The City of Swan Award: Kelly Wilkinson, with The Little Gathering of the Knitted Pots
Judge's comments: These 3D small scale pieces connect a deep place narrative with an ephemeral materiality. The utilisation of recycled materials introduces an intriguing perspective on the traditional idea of natural weaving and object making. The work inverts the concept of functional object with a purely aesthetic art construct.
Prime Projects Award for Sculpture/3D: Liz Arnold, Reef Bowl
Judge's comments: A small scale 3D textile work that is bold through its use of colour. It is an intimate piece, inviting close inspection reflecting the artist’s connection with the reef, and it is an elegant form combining richly coloured applique textiles, evocative of marine life forms.
Ellenbrook Award for Painting: Samuel Pilot-Kickett, Balga Dreaming
Judge's comments: This is a complex work that combines multiple painting conventions from indigenous dot painting work through to through to an almost science fiction art representation of celestial forms. The work is deep intriguing and continually holds the viewer, interrogating its intention and execution. Balga Dreaming is a stunning figurative painting with powerful associations to Balga country and the living culture of Aboriginal people.
Metropolitan Picture Framers Award for Works on Paper: Margaret Francis, Regeneration
Judge's comments: This Watercolour lifted off glass shows a technically high level of skill. The use of palate reflects the artist regeneration with the landscape.

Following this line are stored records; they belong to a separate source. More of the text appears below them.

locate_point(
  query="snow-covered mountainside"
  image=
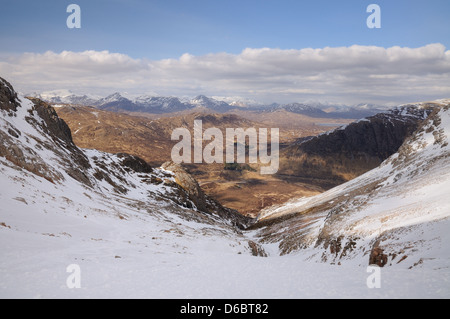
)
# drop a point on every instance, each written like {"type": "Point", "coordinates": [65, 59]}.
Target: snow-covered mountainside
{"type": "Point", "coordinates": [135, 231]}
{"type": "Point", "coordinates": [394, 215]}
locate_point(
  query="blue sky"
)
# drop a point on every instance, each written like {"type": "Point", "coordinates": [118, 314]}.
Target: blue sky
{"type": "Point", "coordinates": [169, 28]}
{"type": "Point", "coordinates": [263, 50]}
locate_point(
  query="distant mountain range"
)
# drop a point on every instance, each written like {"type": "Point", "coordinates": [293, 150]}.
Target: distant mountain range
{"type": "Point", "coordinates": [162, 104]}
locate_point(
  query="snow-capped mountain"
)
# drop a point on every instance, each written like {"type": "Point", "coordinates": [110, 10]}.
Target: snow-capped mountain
{"type": "Point", "coordinates": [210, 103]}
{"type": "Point", "coordinates": [136, 231]}
{"type": "Point", "coordinates": [397, 214]}
{"type": "Point", "coordinates": [164, 104]}
{"type": "Point", "coordinates": [64, 97]}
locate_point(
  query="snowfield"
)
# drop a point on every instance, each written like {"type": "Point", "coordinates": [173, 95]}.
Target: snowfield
{"type": "Point", "coordinates": [140, 244]}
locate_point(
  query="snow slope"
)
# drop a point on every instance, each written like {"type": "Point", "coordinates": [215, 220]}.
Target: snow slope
{"type": "Point", "coordinates": [131, 238]}
{"type": "Point", "coordinates": [397, 214]}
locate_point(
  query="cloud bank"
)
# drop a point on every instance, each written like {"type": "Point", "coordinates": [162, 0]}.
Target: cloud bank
{"type": "Point", "coordinates": [343, 74]}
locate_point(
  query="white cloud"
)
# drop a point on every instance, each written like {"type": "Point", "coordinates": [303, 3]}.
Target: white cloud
{"type": "Point", "coordinates": [343, 74]}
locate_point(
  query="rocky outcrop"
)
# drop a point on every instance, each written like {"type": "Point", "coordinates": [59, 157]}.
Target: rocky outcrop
{"type": "Point", "coordinates": [204, 203]}
{"type": "Point", "coordinates": [345, 153]}
{"type": "Point", "coordinates": [8, 97]}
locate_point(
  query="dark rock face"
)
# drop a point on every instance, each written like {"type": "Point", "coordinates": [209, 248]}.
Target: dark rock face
{"type": "Point", "coordinates": [203, 202]}
{"type": "Point", "coordinates": [135, 163]}
{"type": "Point", "coordinates": [346, 153]}
{"type": "Point", "coordinates": [55, 126]}
{"type": "Point", "coordinates": [8, 97]}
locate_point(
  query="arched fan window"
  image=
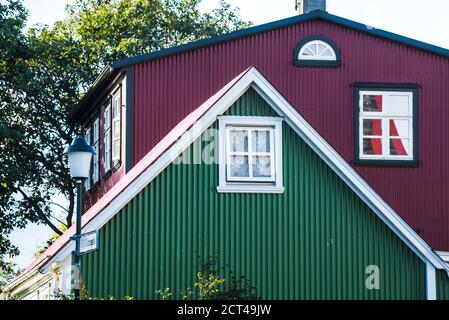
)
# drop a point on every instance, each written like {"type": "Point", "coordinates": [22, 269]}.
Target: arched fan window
{"type": "Point", "coordinates": [316, 51]}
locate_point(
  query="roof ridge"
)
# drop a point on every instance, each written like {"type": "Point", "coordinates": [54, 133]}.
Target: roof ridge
{"type": "Point", "coordinates": [316, 14]}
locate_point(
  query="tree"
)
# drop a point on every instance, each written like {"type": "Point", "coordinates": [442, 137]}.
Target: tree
{"type": "Point", "coordinates": [43, 75]}
{"type": "Point", "coordinates": [8, 272]}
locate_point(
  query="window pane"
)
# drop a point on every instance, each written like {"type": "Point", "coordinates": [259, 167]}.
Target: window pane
{"type": "Point", "coordinates": [399, 128]}
{"type": "Point", "coordinates": [239, 140]}
{"type": "Point", "coordinates": [262, 166]}
{"type": "Point", "coordinates": [116, 129]}
{"type": "Point", "coordinates": [239, 166]}
{"type": "Point", "coordinates": [96, 133]}
{"type": "Point", "coordinates": [372, 146]}
{"type": "Point", "coordinates": [261, 141]}
{"type": "Point", "coordinates": [399, 147]}
{"type": "Point", "coordinates": [116, 150]}
{"type": "Point", "coordinates": [372, 103]}
{"type": "Point", "coordinates": [372, 127]}
{"type": "Point", "coordinates": [399, 105]}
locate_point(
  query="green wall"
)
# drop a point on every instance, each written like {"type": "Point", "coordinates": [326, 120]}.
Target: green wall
{"type": "Point", "coordinates": [442, 285]}
{"type": "Point", "coordinates": [312, 242]}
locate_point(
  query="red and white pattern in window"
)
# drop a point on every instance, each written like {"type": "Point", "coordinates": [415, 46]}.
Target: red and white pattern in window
{"type": "Point", "coordinates": [386, 125]}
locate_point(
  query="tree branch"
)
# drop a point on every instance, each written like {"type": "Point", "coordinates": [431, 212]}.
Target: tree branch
{"type": "Point", "coordinates": [40, 213]}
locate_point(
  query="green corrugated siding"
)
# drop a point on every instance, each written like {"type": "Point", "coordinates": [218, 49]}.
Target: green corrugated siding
{"type": "Point", "coordinates": [442, 285]}
{"type": "Point", "coordinates": [312, 242]}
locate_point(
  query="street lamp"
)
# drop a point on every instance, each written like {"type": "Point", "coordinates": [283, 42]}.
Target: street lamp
{"type": "Point", "coordinates": [80, 156]}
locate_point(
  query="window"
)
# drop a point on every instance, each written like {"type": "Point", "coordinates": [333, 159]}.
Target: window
{"type": "Point", "coordinates": [107, 137]}
{"type": "Point", "coordinates": [250, 151]}
{"type": "Point", "coordinates": [386, 125]}
{"type": "Point", "coordinates": [87, 137]}
{"type": "Point", "coordinates": [92, 136]}
{"type": "Point", "coordinates": [96, 144]}
{"type": "Point", "coordinates": [116, 128]}
{"type": "Point", "coordinates": [316, 51]}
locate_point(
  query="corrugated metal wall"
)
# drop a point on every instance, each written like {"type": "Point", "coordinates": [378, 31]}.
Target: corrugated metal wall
{"type": "Point", "coordinates": [442, 285]}
{"type": "Point", "coordinates": [168, 89]}
{"type": "Point", "coordinates": [312, 242]}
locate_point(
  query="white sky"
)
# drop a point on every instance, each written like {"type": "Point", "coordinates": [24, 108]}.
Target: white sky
{"type": "Point", "coordinates": [422, 20]}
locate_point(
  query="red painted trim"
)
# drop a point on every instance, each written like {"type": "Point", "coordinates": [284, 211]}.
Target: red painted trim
{"type": "Point", "coordinates": [137, 170]}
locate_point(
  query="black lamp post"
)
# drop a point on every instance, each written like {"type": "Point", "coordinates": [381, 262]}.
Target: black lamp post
{"type": "Point", "coordinates": [80, 156]}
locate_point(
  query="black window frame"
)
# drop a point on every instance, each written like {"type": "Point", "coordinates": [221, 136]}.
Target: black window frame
{"type": "Point", "coordinates": [107, 173]}
{"type": "Point", "coordinates": [116, 165]}
{"type": "Point", "coordinates": [90, 125]}
{"type": "Point", "coordinates": [391, 87]}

Mixed Media: Enid Twiglet, The Silence Come After
Judge's comments: This small work draws the viewer and disrupts the preconceived expectation that the work is produced through pen and ink or similar processes. It is executed through fine stitching, but subverts conventional expectations of what a stitched or woven form should be. It appears superficially aesthetic, but deals with a potentially disturbing take on a familiar subject. Enid Twiglet integrates a finely made sewn textile and dark mirrored frame to suggest a macabre redemptive narrative.
LWP Award for Photography: Richard Kabzinski, Inverted Light
Judge's comments: A simple but powerful use of photographic and post production techniques to disrupt the viewer. The triptych sequence suggests and evolution of a form and a temporal element, whilst the inverted light marks begin to replicate the idea of contemporary mark making as if created through a drawing process.
Printmaking: Leon Allen, Stray Girl Visiting
Judge's comments: This work exhibits a sophisticated combination of textural forms and lines of force. The artist has interestingly divided the view into smaller elements, partly suggesting that the scene is viewed through a window despite detail of a window being absent. The linear elements are further reflected in strong perspective leading the eye past and around to the cat; the subject of the work. A great work utilising chiaroscuro to its maximum.
Jessica Shaw Youth Award: Rory Charles, Wandjina
This is a strong peace despite its diminutive size which is compositionally bold and aesthetically strong and culturally nuanced. It illustrates the power of using a limited palette such as the white and black.
HIGHLY COMMENDED
High commendation for mixed media: Carol Rowley, Stratum 6.
This technically proficient work explores layers of place and identity through its use of texture and overarching graphic form.
High commendation works on paper: Katie McCabe, Freeman
This work displays an extraordinary technical proficiency and maturity and in a conveying gesture and composition.
High commendation photography: Chryssi Haramis-Niaouris, Road Trip
The work is compositionally compelling, resonating towards a focal point with by creating a sense of movement.